Your message dated Mon, 16 Apr 2007 11:59:53 -0600
with message-id <[EMAIL PROTECTED]>
and subject line WNPP bug closing
has caused the attached Bug report to be marked as done.

This means that you claim that the problem has been dealt with.
If this is not the case it is now your responsibility to reopen the
Bug report if necessary, and/or fix the problem forthwith.

(NB: If you are a system administrator and have no idea what I am
talking about this indicates a serious mail system misconfiguration
somewhere.  Please contact me immediately.)

Debian bug tracking system administrator
(administrator, Debian Bugs database)

--- Begin Message ---
Package: wnpp
Severity: wishlist

* Package name    : doorman
  Version         : 0.8
  Upstream Author : <[EMAIL PROTECTED]>
* URL             : http://doorman.sourceforge.net/
* License         : GPL
  Description     : Port knocking daemon for SSH and other servers

(Include the long description here.)

How doorman differs from knockd (a Debian package)

This particular implementation deviates a bit from his original
proposal, in that the doorman watches for only a single UDP packet.
To get the doorman to open up, the packet must contain an MD5 hash
which correctly hashes a shared secret, salted with a 32-bit random
number, the identifying user or group-name, and the requested service
port-number.

Download

  http://sourceforge.net/project/showfiles.php?group_id=92394&release_id=257407

Further reading

  Port Knocking By Martin Krzywinski on Sun, 2003-06-15 23:00.
  http://www.linuxjournal.com/article.php?sid=6811&mode=thread&order=0

  http://www.portknocking.org/

Description

The doorman is intended to run on systems which have their firewall
rules turned down tightly enough as to be effectively invisible to the
outside world.  The doorman adds and removes extra rules in a
carefully controlled manner.

The doorman daemon "guards the door" of a host, admitting only
recognized parties.  It allows a server which is not intended for
general public access to run with all of it's TCP ports closed to the
outside world.  A matching "knocker" is provided, with which to
persuade the doorman to open the door a crack, just wide enough for a
single TCP connection from a single IP address.
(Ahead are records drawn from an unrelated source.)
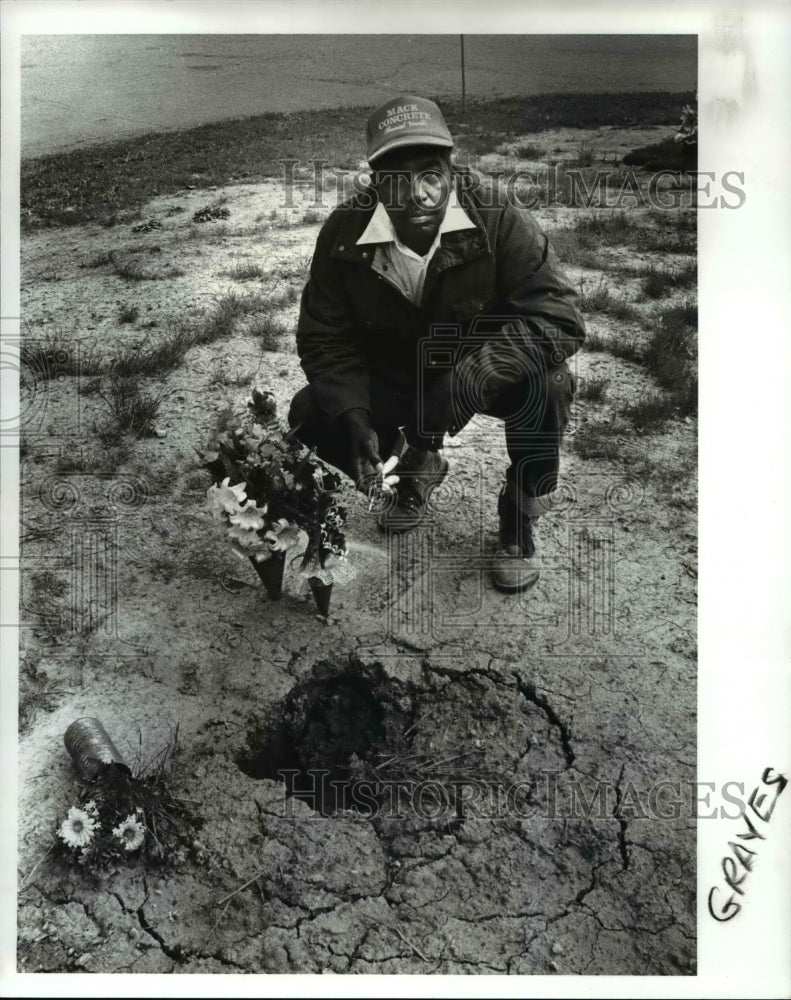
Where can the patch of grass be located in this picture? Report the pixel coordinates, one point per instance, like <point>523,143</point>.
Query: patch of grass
<point>671,355</point>
<point>102,259</point>
<point>651,412</point>
<point>612,227</point>
<point>104,181</point>
<point>585,156</point>
<point>628,350</point>
<point>213,233</point>
<point>153,359</point>
<point>594,296</point>
<point>567,246</point>
<point>656,284</point>
<point>595,344</point>
<point>221,322</point>
<point>213,211</point>
<point>132,270</point>
<point>131,409</point>
<point>312,216</point>
<point>128,314</point>
<point>37,693</point>
<point>55,354</point>
<point>595,440</point>
<point>621,309</point>
<point>246,271</point>
<point>237,376</point>
<point>593,389</point>
<point>529,151</point>
<point>269,329</point>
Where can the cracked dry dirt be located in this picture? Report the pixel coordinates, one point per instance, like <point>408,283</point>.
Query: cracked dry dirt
<point>520,739</point>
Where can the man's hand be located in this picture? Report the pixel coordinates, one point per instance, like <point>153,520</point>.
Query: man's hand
<point>363,446</point>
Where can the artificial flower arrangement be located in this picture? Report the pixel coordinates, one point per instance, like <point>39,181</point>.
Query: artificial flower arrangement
<point>118,814</point>
<point>276,497</point>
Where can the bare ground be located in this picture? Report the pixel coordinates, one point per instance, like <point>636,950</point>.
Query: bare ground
<point>585,683</point>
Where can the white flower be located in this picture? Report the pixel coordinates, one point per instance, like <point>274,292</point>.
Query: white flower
<point>131,833</point>
<point>250,517</point>
<point>388,481</point>
<point>385,482</point>
<point>246,537</point>
<point>226,499</point>
<point>78,828</point>
<point>283,535</point>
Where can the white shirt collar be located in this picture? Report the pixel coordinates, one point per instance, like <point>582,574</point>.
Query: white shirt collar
<point>380,228</point>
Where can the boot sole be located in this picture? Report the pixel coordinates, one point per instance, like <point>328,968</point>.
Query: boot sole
<point>428,484</point>
<point>517,588</point>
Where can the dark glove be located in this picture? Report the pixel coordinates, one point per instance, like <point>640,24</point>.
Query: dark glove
<point>363,446</point>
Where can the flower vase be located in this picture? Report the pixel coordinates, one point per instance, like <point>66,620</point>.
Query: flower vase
<point>92,750</point>
<point>271,572</point>
<point>322,592</point>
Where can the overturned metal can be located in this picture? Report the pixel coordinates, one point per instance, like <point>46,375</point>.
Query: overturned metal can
<point>91,748</point>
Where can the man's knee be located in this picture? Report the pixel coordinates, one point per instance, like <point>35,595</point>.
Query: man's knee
<point>302,411</point>
<point>539,398</point>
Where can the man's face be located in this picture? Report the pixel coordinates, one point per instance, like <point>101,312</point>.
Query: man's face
<point>413,184</point>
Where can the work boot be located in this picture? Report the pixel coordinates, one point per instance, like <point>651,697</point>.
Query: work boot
<point>419,472</point>
<point>513,567</point>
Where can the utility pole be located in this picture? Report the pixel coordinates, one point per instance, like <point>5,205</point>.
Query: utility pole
<point>463,82</point>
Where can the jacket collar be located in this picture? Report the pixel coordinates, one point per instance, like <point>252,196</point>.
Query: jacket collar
<point>458,244</point>
<point>380,229</point>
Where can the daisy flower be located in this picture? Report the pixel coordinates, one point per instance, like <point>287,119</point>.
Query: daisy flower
<point>225,499</point>
<point>250,516</point>
<point>388,481</point>
<point>131,833</point>
<point>246,537</point>
<point>385,483</point>
<point>78,828</point>
<point>283,535</point>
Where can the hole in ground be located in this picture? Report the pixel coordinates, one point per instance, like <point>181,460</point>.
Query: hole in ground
<point>318,735</point>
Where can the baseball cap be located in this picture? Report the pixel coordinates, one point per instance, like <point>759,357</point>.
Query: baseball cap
<point>406,120</point>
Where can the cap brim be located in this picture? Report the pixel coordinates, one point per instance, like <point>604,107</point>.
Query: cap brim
<point>410,140</point>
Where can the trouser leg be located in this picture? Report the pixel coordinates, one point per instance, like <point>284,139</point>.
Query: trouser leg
<point>328,438</point>
<point>536,413</point>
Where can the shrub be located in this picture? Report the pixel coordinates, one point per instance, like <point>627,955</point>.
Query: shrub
<point>595,440</point>
<point>593,389</point>
<point>212,212</point>
<point>246,272</point>
<point>131,409</point>
<point>128,314</point>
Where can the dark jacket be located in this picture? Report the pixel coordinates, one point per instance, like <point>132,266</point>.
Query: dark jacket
<point>494,288</point>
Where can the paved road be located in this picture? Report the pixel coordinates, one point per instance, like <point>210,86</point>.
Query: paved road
<point>93,88</point>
And now, switching to metaphor 2... :) A private server thus rigged
for silent running has greatly enhanced security.  Port scans cannot
reveal it's existence.  Even if it's existence is known by other means
(or the firewall isn't all that tight), possible bugs in server code
cannot be exploited; packets from unknown sources simply never get to
the bug.

The current implementation of the doorman, "doormand", is suitable for
protecting only TCP services on Unix-type systems.  The door-knocker,
"knock", can be run under Unix, GNU/Linux, or Microsoft Windows.

The doorman is based on an original idea of Martin Krzywinski, who
proposed watching firewall logs for a sequence of packets directed to
closed ports, which method he described in Sysadmin magazine and
linuxjournal.com.  You might also visit his pages at
www.portknocking.org.

-- System Information:
Debian Release: 3.1
  APT prefers unstable
  APT policy: (500, 'unstable'), (1, 'experimental')
Architecture: i386 (i686)
Kernel: Linux 2.6.10-1-686
Locale: LANG=C, LC_CTYPE=C (charmap=ISO-8859-1) (ignored: LC_ALL set to en_US)


--- End Message ---
--- Begin Message ---
Hello,

This is an automatic mail sent to close the ITP you have reported or 
are involved with.

Your ITP wnpp bug is being closed because of the following reasons:
- It is, as of today, older than 365 days.
- It hasn't had any activity recently.

As this is an automatic procedure, it could of course have something
wrong and probably it would be closing some bugs that are not 
intended by owners and submitters (like you) to be closed, for
example if the ITP is still of your interest, or there has been 
some kind of activity around it. In that case, please reopen the
bug, do it, DO IT NOW! (I don't want to be blamed because of
mass closing and not let people know that they can easily reopen
their bugs ;-).

To re-open it, you simply have to mail [EMAIL PROTECTED]
with a body text like this:

 reopen 305584
 stop

Further comments on the work done in the bug sent to
[EMAIL PROTECTED] would be truly welcomed.
Anyway, if you have any kind of problems when dealing with
the BTS, feel free to contact me and I'd be more than happy to help
you on this: <[EMAIL PROTECTED]>.

A similar process is being applied to other kind of wnpp bugs.

Thanks for your cooperation,

 -- David Moreno Garza <[EMAIL PROTECTED]>.